Ci si approccia a Fabula. Il portale dei tredici regni di Akram El-Bahay, pubblicato in Italia da Gribaudo, come a un gioco che conservi per tanto tempo, per paura che possa rovinarsi. Che c’entra con il libro, direte voi? A me succede anche quando leggo. Quando un libro che mi attrae moltissimo ho sempre il timore di iniziarlo: e invece niente paura, perché invece è scivolato via con facilità e tantissima voglia di voltare pagina.
È un fantasy coinvolgente e ricco di spunti di riflessione. Nel suo esser denso – una bella storia di oltre 300 pagine – riesce a mantenersi accattivante e a tenere alta la curiosità dei lettori.
I due protagonisti, Will e Charlotte, si trovano nella ridente New York – in particolare a Central Park – quando qualcosa di strano comincia ad accadere. Esserini minuscoli, che poi si riveleranno elfi, girano attorno a un grande albero e sembrano proprio chiamare a rapporto i due gemelli.
Loro due, oltretutto, non potrebbero essere più diversi. Charlotte è determinata, ha un carattere forte e dirompente, le piace farsi valere e mostrare tutto il suo coraggio. Will è ovviamente il contrario: ha un carattere riservato, gli importa poco di essere notato ed esprime il suo parere solo se strettamente necessario.
Ma non hanno scelta e in questa avventura dovranno tuffarsi a capofitto insieme. Quando tornano a casa scoprono che la loro mamma è stata portata via da una furia e che quell’albero attorno al quale ronzava il famoso esserino, altro non era che un portale per Fabula, un magico regno.
Ciascun popolo che vive a qui è espressione del mondo fantastico, ha un regno d’appartenenza che lo identifica e una fata che lo rappresenta. In particolare, ad accompagnare i ragazzi in questa avventura, ci saranno il cocciutissimo e buonissimo nano Hoin, il goffo e simpatico cacciatore Orion e la piccola e super grintosa elfa Thel.
Ma non può di certo mancare un personaggio antagonista, in questo caso è la terribile Nok, affabulatrice scaltra, pronta a conquistare tutti, non solo con il suo potere, ma anche con ciò le parole che pronuncia e con cui fa insorgere insicurezze e paure.

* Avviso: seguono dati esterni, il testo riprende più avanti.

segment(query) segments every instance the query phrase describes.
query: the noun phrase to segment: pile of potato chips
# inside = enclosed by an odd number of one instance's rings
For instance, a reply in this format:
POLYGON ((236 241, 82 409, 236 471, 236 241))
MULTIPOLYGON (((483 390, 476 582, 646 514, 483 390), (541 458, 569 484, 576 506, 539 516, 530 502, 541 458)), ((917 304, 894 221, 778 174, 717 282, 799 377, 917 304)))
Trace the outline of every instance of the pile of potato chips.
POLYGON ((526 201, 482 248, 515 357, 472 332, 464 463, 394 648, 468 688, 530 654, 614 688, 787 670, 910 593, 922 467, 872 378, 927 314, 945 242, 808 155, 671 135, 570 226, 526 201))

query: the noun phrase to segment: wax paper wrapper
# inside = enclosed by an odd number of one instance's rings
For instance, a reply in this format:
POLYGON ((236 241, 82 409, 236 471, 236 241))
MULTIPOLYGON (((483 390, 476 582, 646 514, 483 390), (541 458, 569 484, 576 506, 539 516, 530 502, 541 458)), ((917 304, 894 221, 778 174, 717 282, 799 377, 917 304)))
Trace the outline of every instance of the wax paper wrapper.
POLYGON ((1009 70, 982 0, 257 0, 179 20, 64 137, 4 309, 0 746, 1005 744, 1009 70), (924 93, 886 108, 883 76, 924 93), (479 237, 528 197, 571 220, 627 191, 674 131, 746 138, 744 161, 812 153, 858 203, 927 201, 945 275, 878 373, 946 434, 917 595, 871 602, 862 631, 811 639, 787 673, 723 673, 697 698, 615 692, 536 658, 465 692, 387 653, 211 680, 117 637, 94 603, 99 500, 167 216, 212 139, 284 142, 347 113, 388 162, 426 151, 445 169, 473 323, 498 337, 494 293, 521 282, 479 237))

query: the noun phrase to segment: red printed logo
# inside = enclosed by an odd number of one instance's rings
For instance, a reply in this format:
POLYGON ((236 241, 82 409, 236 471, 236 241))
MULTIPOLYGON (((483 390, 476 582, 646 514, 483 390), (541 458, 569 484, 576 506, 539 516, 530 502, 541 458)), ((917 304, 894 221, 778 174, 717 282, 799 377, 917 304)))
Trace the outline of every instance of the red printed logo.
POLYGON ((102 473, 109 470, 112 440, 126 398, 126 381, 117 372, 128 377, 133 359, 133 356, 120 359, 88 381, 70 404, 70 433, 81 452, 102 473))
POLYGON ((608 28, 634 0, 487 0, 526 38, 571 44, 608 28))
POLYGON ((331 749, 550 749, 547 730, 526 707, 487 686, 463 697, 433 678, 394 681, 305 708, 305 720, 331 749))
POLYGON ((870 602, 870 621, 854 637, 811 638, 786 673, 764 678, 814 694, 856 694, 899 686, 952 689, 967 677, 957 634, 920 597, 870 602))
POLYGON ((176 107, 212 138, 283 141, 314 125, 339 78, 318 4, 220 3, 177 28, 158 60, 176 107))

Infatti, in un luogo che si chiama Fabula come si può pensare che non ci sia un narratore a gestire gli intrecci? Ognuno ha bisogno della sua storia e di qualcuno che la scriva. Nok, invece, vuole che cali l’oscurità e il caos sulle trame di tutti e che l’unica a governare sia lei.
Mentre i ragazzi scoprono i regni e i loro abitanti, viaggiano anche dentro loro stessi, fino al disvelamento di lati delle loro personalità che non credevano di avere, come di parti della loro vita che non pensavano sarebbero tornate in superficie. In particolare, Will dovrà fare i conti con il dolore per la morte del padre, avvenuta anni prima, e cadere nella profondità dei sensi di colpa, della rabbia, di tutti quei sentimenti ingestibili che a un certo punto risalgono a galla.
Ma Will scopre anche di essere bravo a mentire, o meglio, a inventare e raccontare sul momento grandi storie per uscire dai guai. Forse una vera dote da narratore? Non vi resta che scoprirlo.
Uno degli elementi più belli di questo libro è proprio il ruolo di rilievo che hanno le parole, nel loro peso, nel modo in cui possono essere usate, quando involontariamente feriscono o quando si sceglie di colpire proprio con frasi al veleno.
Insomma, se Fabula si tiene in piedi grazie alle storie, bisogna essere bravi a scriverle, a pensarle, a far sì che ciascuno abbia il proprio ruolo, ma prima bisogna affinare gli strumenti e, nelle favole come nella vita, ogni singola parola scelta può fare la differenza, per ciò che proviamo, per ciò che vogliamo comunicare.
Perché è la magia delle parole giuste a dipingere immagini sconosciute nella mente delle persone e a far vivere anche le creature di Fabula
Un libro per ragazzi che lavora su tanti livelli, richiama a grandi esempi della letteratura per ragazzi – dalle storie dei fratelli Grimm, passando per La storia infinita, fino ad approdare da Harry Potter – e soprattutto tiene viva la speranza che, anche in un mondo senza poteri, le parole possono essere una grande risorsa.